Pour toutes ces raisons, je suis désormais hanté voire très anxieux à cause de ma participation dans cette décision. Je commence à m’interroger si je n’ai pas été associé à un projet dont l’objectif est inavoué. En l’occurrence le maintien de la fermeture des lieux de culte. Et plus particulièrement les moquées. Je voulais vous épargner de parler de la politique. Mais pour que vous puissiez comprendre les véritables enjeux et surtout les véritables dangers de cette situation, je me dois de vous expliquer un certain nombre de choses. Notamment l’antagonisme chronique entre ceux qui veulent avoir le pouvoir et ceux qui le détiennent actuellement. Les premiers manifestent contre les seconds. Mais à cause de la pandémie, il y a une trêve. Il me semble que cette crise sanitaire fait l’affaire de mon ancien patron.

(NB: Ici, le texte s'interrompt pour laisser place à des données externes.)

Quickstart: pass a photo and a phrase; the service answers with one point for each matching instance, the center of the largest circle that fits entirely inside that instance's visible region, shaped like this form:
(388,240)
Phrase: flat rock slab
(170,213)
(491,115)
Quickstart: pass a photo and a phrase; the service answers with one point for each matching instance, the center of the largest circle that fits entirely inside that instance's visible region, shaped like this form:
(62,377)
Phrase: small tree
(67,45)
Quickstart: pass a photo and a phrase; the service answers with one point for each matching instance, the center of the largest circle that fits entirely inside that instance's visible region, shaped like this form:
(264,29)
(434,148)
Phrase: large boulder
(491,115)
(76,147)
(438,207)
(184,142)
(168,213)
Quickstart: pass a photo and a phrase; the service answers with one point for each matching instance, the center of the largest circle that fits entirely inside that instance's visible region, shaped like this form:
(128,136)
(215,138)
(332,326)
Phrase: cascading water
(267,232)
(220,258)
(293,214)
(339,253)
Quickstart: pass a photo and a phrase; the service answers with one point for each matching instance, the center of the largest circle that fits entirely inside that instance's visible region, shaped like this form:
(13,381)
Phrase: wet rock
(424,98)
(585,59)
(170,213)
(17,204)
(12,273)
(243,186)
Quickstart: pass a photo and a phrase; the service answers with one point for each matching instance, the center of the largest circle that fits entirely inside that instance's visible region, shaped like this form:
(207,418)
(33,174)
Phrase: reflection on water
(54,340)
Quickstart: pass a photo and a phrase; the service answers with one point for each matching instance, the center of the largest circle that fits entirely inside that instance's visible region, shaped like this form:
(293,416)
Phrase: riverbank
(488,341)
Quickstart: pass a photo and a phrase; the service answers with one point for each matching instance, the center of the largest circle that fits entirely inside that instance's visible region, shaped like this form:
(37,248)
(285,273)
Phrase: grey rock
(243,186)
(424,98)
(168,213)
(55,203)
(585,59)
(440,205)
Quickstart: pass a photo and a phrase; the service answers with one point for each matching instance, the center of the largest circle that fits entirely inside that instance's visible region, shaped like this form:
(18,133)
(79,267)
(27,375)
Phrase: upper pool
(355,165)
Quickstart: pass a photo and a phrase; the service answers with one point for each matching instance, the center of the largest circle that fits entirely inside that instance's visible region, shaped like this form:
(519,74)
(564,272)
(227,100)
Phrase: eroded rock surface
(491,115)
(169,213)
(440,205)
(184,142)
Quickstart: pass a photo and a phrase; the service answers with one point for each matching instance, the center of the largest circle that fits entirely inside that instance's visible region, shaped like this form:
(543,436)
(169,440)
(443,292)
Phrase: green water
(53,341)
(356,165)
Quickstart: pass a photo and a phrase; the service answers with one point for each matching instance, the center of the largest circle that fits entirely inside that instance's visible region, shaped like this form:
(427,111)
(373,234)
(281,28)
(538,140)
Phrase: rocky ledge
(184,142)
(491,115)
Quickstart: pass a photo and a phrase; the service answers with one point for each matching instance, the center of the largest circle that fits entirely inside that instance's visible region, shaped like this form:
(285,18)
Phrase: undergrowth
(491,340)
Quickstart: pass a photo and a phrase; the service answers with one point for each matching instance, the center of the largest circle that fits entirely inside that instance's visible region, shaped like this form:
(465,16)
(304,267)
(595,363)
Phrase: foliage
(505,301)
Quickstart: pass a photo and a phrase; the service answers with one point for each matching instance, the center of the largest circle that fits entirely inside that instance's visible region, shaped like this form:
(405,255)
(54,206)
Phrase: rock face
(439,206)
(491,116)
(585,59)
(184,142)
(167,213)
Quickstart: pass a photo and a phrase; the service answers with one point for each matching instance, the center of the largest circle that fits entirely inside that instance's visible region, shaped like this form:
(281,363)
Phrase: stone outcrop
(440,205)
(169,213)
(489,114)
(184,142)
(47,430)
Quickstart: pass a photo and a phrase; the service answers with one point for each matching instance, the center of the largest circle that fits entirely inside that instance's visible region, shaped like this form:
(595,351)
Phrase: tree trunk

Mais là n’est pas le problème. C’est la fin qui justifie les moyens. Là où il y a le problème, c’est de se servir du conseil auquel je fais partie pour justifier et maintenir la fermeture des lieux de culte. Je voudrais donc savoir, dans pareil cas, quelle doit être mon attitude. Faut-il rester au sein de ce conseil, auquel on attribue toutes les décisions relatives à la crise sanitaire, donc dont la fermeture des mosquées ou plutôt jeter l’éponge ? Et si je devais opter pour la deuxième solution, faudrait-il dire les vraies raisons ?

Cher maître, sachant que c’est toujours avec un immense plaisir que je m’adresse à vous, je ne voudrais pas m’arrêter. Mais je dois le faire. Je vous prie donc de bien vouloir me répondre dans les meilleurs délais afin de dissiper mon angoisse et surtout orienter ma décision.